An international group of researchers assessed the clinical usefulness of monitoring 2-hour post-dose cyclosporine (C2) levels in liver transplant recipients.
This was compared with using conventional trough cyclosporine blood levels (pre-dose) (C0).
A total of 307 de novo liver transplant patients, from 29 centers in 9 countries, were included in the study.
Cyclosporine oral therapy was initiated at 15 mg/kg/day and dose adjusted according to predetermined C2 or C0 target level ranges.
Baseline characteristics were similar between groups.
Graft loss at 12 weeks (retransplantation or death) occurred in 6.8% of C2 and in 7.0% of C0 patients.
Overall incidence of treated acute rejection was lower for C2 (24%) than C0 patients (32%).
In hepatitis C virus (HCV)-negative patients, the incidence of rejection in the C2 group was significantly less than in the C0 group (21% vs 33%).
However, in HCV-positive patients, the rejection rate was similar in both groups (27% for both groups).
| Overall incidence of acute cellular rejection was lower when using C2 monitoring.
C2 patients (n = 16) who reached minimum target cyclosporin levels by day 3 had a notably low incidence of rejection (13%).
However, there was no difference in the incidence of rejection in C0 patients, irrespective of time to reach target level.
For biopsy-proven acute rejections (22% for C2 vs 30% for C0), the incidence of moderate and severe histological diagnosis was significantly lower in the C2 group than in the C0 group (47% vs 73%).

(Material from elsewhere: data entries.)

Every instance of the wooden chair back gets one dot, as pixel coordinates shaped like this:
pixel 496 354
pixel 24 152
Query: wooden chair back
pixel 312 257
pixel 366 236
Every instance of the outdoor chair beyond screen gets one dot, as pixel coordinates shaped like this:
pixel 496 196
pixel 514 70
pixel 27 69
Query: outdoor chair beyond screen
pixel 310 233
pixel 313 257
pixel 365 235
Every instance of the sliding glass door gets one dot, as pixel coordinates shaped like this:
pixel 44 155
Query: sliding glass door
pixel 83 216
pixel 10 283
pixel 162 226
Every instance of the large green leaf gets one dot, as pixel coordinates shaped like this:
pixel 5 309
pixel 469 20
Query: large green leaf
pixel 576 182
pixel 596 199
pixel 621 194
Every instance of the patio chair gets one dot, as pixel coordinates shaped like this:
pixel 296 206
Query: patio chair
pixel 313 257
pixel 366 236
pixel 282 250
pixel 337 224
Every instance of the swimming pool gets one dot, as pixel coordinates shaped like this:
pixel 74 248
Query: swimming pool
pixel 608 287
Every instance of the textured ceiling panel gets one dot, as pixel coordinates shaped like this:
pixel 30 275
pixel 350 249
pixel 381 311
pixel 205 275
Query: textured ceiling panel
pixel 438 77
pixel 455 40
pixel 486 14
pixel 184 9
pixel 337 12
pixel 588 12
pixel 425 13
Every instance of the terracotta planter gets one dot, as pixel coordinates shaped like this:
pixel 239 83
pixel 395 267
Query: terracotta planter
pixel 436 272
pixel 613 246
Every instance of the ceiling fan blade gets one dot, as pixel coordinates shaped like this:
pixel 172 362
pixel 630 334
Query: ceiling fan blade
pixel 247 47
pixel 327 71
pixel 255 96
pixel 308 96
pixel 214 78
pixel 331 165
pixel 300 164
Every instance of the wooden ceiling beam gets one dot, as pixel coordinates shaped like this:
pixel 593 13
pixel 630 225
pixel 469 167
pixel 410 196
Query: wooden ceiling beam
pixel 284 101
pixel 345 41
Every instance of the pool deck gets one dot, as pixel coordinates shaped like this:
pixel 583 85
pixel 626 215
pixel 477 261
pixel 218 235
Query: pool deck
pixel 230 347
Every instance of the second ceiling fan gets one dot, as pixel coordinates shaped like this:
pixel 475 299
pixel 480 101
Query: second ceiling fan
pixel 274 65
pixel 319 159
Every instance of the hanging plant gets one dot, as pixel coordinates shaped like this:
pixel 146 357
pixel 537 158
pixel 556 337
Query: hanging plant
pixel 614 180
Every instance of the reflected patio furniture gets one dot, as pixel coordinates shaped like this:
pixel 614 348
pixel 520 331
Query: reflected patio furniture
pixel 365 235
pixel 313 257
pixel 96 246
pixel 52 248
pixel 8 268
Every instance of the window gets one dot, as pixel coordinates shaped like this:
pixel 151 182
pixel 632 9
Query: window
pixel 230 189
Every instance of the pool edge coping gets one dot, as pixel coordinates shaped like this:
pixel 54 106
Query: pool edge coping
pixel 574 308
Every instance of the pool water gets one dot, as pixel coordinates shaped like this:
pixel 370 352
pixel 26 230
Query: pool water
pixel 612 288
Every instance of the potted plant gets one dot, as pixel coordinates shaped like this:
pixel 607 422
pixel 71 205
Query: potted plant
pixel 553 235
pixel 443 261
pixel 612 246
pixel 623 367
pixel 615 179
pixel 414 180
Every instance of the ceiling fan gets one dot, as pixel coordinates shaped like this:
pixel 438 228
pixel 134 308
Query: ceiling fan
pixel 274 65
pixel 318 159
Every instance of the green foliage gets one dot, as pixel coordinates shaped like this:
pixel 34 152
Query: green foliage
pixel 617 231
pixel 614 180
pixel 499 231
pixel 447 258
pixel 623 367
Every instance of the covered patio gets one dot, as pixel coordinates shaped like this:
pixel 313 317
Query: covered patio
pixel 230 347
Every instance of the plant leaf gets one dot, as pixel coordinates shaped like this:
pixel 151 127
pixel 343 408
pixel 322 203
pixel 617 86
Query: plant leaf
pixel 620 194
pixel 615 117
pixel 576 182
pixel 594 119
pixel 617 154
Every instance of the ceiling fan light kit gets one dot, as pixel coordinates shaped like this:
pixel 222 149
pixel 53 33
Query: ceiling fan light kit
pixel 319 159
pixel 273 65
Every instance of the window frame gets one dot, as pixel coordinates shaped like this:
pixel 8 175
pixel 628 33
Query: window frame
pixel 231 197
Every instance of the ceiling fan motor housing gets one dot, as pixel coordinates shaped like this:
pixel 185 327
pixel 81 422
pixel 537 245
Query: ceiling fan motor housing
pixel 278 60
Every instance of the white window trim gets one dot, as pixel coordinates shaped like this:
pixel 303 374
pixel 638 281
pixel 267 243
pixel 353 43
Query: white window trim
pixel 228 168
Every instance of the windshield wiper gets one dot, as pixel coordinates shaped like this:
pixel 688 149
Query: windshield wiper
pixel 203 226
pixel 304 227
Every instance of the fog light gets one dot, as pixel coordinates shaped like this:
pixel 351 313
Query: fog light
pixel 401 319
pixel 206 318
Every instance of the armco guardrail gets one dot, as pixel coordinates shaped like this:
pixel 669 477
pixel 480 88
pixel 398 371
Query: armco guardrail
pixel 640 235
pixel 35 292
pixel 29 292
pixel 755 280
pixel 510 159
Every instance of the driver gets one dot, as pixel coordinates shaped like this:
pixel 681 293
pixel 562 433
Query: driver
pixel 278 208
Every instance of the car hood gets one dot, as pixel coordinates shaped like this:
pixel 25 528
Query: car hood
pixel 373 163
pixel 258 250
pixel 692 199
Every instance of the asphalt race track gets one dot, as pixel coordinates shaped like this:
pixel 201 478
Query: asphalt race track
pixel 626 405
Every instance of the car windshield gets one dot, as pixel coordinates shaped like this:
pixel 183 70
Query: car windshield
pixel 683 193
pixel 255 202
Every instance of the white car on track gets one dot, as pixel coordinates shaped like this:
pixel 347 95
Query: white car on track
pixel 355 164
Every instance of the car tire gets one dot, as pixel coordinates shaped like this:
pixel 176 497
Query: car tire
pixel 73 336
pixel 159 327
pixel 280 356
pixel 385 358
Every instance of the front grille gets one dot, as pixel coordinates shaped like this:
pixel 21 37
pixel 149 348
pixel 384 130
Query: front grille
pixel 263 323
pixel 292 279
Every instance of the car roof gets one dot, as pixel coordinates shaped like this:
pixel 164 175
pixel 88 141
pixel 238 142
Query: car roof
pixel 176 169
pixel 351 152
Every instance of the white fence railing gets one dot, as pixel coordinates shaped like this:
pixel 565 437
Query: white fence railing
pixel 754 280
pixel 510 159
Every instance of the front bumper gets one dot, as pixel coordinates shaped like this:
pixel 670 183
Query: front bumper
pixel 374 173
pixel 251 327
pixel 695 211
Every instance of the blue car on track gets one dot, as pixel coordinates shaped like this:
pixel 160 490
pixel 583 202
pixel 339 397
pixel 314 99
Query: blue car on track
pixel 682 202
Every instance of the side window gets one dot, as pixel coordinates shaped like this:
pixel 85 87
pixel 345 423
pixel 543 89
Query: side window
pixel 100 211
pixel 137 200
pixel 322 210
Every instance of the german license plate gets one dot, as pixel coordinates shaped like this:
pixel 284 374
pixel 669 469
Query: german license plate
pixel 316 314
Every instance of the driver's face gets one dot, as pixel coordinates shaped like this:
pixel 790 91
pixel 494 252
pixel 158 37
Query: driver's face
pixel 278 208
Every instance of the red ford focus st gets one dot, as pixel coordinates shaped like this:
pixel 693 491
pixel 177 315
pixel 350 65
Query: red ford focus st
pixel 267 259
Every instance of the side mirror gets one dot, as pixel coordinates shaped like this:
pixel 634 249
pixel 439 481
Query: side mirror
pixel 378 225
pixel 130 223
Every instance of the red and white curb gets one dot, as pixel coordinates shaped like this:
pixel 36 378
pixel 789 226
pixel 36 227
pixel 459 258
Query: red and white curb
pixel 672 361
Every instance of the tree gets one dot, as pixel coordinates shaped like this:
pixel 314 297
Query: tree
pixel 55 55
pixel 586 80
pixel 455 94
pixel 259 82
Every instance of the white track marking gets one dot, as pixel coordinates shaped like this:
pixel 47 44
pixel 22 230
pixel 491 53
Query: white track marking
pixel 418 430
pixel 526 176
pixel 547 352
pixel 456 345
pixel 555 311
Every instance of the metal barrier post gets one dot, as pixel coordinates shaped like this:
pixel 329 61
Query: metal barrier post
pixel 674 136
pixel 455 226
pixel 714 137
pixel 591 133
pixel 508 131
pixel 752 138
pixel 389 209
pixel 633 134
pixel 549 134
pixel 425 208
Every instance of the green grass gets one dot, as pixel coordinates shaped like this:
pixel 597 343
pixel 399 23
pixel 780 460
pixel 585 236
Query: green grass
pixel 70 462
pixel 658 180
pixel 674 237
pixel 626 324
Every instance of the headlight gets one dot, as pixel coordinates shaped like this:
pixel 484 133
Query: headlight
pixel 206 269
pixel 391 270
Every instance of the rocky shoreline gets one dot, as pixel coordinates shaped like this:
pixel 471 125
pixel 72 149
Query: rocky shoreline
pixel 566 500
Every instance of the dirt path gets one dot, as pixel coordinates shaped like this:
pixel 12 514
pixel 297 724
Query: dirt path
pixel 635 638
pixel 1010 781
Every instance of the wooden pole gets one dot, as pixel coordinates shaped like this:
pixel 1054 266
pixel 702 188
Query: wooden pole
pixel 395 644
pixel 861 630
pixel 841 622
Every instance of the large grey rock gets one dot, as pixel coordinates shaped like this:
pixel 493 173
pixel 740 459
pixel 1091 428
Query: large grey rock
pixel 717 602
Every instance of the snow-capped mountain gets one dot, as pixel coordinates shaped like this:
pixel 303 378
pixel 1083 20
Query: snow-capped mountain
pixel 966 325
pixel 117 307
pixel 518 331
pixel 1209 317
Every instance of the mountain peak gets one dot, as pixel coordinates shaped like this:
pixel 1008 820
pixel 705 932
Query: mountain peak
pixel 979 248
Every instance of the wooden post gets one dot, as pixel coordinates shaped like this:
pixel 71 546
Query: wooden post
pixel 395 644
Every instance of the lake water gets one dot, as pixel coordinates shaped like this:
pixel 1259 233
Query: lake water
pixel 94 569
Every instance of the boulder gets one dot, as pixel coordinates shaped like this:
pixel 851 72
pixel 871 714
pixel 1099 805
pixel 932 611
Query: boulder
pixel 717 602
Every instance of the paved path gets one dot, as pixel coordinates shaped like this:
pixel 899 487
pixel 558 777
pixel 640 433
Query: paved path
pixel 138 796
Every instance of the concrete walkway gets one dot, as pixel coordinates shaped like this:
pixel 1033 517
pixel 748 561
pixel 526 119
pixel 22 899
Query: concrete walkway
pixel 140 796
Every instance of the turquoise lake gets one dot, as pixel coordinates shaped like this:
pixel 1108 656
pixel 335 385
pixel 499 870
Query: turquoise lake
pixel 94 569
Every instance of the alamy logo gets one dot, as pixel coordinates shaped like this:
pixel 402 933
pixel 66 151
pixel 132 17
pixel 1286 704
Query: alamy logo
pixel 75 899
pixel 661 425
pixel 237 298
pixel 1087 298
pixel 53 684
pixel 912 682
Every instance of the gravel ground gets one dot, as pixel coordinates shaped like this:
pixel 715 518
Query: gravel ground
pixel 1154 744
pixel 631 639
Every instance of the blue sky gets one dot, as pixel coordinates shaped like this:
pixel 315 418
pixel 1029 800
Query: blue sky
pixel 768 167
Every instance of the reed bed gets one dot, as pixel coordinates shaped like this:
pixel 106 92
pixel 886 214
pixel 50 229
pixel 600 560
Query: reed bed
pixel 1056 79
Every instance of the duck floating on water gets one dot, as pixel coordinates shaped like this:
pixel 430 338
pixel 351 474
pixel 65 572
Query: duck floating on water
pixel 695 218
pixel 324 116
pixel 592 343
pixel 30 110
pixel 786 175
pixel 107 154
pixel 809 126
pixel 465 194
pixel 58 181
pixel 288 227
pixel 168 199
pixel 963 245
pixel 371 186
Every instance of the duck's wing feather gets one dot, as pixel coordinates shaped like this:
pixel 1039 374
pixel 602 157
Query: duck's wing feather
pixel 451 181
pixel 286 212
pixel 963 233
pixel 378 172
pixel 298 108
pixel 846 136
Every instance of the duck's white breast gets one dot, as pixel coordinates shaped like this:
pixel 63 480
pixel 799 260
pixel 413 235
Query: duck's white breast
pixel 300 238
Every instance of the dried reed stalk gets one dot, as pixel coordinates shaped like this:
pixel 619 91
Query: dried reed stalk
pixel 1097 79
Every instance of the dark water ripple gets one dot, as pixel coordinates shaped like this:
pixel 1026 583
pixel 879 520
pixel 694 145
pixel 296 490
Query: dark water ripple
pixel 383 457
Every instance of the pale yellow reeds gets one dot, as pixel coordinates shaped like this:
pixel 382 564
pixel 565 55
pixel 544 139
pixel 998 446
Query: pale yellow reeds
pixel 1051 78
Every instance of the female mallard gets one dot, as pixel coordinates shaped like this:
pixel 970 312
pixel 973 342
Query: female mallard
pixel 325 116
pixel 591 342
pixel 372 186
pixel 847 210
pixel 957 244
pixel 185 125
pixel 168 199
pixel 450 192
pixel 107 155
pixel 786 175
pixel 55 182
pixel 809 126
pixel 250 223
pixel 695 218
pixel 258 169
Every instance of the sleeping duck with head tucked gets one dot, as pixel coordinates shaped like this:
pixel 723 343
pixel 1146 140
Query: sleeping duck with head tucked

Safety profiles were similar between the two groups, with few patient withdrawals due to adverse events (10% for C2; 7% for C0).
Dr Gary Levy, of the Toronto General Hospital, in Canada, said on behalf of his colleagues, "Using C2 monitoring, the overall incidence of acute cellular rejection was lower compared with the C0 group.
"In addition, the histological severity of acute rejections was shown to be significantly milder for the C2 group, indicative of good long-term prognosis."
"These data demonstrate that the use of C2 monitoring is superior to C0 and results in a reduction in the incidence and severity of acute cellular rejection, without detrimental effect on the drug safety profile," he concluded.